Cover photo: Montane forests in Kinabalu Park in Sabah, Malaysia, with examples of ectomycorrhizal fungi that grow in these mid-elevation forests. Photos: József Geml
Fungi represent one of the largest groups of living organisms and they play major roles in ecosystem processes. However, the determinants of fungal diversity and biogeographic patterns remain poorly understood.
The researchers generated and analyzed DNA sequence data from ectomycorrhizal fungi. These fungi form symbiotic relationships with trees and shrubs and form sheaths around the roots. The samples were collected from various forest types representing all elevation zones in Borneo, from low-elevation dipterocarp forests to the subalpine forests and shrubs just below summit of Mt. Kinabalu, 4095 m high.

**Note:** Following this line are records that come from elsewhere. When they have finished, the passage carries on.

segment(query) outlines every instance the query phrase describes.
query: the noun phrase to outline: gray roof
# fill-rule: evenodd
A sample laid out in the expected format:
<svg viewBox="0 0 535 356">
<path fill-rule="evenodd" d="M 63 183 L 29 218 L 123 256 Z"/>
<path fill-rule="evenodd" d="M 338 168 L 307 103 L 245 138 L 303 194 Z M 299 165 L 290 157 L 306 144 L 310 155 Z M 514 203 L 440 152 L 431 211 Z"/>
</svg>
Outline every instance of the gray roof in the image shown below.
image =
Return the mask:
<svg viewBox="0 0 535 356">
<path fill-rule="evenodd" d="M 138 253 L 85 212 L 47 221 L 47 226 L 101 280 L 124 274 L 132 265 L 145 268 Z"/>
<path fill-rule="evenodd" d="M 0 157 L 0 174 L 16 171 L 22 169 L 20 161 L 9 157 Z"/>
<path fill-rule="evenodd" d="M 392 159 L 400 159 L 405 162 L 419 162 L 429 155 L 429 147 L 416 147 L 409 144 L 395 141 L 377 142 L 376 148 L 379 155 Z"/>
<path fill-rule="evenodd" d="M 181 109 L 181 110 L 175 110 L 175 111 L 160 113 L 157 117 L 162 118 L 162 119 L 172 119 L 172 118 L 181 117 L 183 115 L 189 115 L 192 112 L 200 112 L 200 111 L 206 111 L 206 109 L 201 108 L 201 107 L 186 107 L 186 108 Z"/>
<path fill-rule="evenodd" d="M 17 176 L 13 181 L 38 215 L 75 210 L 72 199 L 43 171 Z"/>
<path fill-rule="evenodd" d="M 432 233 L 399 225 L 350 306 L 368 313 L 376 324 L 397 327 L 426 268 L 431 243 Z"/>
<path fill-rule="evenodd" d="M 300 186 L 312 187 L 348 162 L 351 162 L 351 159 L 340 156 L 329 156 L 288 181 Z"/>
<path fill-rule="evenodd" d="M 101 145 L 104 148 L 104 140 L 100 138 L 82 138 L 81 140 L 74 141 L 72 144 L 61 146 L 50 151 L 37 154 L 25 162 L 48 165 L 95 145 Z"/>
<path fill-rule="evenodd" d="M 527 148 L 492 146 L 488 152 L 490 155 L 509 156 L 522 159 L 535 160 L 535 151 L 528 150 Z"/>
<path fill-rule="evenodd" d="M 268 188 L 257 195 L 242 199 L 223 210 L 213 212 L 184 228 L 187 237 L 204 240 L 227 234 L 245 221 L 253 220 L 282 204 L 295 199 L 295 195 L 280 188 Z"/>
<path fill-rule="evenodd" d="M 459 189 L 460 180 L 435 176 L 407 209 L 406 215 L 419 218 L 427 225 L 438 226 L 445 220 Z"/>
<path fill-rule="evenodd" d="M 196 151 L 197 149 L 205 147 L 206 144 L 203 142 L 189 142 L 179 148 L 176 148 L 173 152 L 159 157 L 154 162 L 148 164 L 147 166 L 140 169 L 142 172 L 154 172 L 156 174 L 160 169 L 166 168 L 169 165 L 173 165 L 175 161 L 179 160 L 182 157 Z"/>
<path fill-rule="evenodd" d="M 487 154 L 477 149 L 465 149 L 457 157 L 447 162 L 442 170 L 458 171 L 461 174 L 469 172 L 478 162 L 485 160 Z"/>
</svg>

Mount Kinabalu. Photo: Menno Schilthuizen
The study shows that many ectomycorrhizal fungi are restricted to a certain elevation zone and that the mid-elevation montane forests (between 1000 and 2000 m above sea level) harbor the highest diversity of these fungi. Furthermore, the specificity of ectomycorrhizal fungi to a given habitat makes them ideal habitat indicators for potential application on ecosystem studies, conservation, and biomonitoring.
In addition to being the first elevation gradient study on ectomycorrhizal fungi in the Old World Tropics, the authors highlighted several unidentified groups of fungi that may represent newly discovered species. Future studies are needed to clarify the taxonomic status of these. The researchers emphasize the need for the integration of fungi into a general macroecological framework and in biodiversity assessments.